En quelque sorte, Kaboom est un peu la synthèse presque parfaite de Mysterious Skin et Nowhere. Au faîte d’une maturité qui lui permet de proposer un montage délirant où toutes les lectures possibles semblent soudainement s’offrir au spectateur, Gregg Araki renoue avec l’univers psychédélique de ses premiers films (qui étaient néanmoins beaucoup plus torturés) pour donner à Kaboom cette dimension à la fois euphorique et subversive qui semblaient s’être atténuée dans ses deux derniers films. Ode décomplexée aux plaisirs du corps, le film se refuse à toutes les étiquettes : gay, hétéro ou bi, chaque personnage semble réfuter toute appartenance à une orientation sexuelle et fait de son corps un instrument politique, seul capable de discréditer un ordre patriarcal totalement désuet où seule la question de la filiation compterait.
Dans Kaboom, la question du désir est souvent synonyme de paranoïa mais le plaisir se double toujours d’un romantisme modernisé où la rencontre avec l’autre ne passe pas obligatoirement par l’engagement.
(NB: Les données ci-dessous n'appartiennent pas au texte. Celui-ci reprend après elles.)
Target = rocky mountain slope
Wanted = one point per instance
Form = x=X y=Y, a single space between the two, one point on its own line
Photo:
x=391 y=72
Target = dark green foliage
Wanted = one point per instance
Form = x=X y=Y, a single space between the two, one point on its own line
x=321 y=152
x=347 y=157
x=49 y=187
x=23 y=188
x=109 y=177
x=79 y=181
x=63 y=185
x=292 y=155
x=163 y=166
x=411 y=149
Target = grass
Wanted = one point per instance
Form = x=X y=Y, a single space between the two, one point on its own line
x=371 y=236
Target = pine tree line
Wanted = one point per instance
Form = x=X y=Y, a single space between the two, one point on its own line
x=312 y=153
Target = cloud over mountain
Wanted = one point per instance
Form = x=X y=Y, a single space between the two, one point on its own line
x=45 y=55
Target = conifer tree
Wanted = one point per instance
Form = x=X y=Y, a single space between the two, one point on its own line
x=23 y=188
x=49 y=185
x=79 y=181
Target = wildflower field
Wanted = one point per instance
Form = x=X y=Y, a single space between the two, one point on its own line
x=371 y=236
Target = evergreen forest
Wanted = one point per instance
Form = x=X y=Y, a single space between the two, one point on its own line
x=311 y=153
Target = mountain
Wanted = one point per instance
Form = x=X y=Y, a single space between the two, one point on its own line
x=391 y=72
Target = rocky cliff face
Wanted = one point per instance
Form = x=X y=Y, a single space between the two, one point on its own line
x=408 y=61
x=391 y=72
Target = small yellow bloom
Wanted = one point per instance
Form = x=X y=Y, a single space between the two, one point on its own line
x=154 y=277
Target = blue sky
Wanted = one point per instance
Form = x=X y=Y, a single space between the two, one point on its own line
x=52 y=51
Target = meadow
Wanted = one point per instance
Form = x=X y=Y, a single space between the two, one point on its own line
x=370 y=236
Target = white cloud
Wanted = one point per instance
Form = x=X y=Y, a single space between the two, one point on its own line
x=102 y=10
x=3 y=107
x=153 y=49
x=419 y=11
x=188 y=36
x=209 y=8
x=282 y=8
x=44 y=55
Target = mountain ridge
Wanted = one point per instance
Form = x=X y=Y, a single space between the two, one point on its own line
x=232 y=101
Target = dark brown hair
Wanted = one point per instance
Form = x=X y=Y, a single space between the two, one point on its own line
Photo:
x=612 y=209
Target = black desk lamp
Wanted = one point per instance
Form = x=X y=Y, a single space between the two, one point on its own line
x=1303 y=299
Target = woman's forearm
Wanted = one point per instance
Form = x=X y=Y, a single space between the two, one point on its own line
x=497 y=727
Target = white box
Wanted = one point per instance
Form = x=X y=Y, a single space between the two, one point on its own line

La définition du couple est évacuée pour laisser place à une quête plus morbide où le rapport à l’autre pose un jeu de miroir qui permet de désamorcer les désirs les plus refoulés. Dans cette quête introspective mais toujours amusée, le réalisateur multiplie les hommages : si on pense bien évidemment aux personnages fantasmagoriques de De Palma (les jumelles, les corps-fantasmes), on ne peut évidemment pas occulter la forte prégnance du cinéma de David Lynch. Le réalisateur cite volontiers Twin Peaks mais on est tenté de penser à l’ensemble de sa filmographie, d’INLAND EMPIRE à l’univers pop de Blue Velvet en passant par la dimension iconoclaste de Mulholland Drive. Avec son final totalement délirant, au point de suspecter le réalisateur de l’avoir écrit sous l’effet d’une substance inconnue, Kaboom est une jolie profession de foi envers le cinéma en donnant au fantasme (sexuel ou non) le pouvoir des utopies politiques.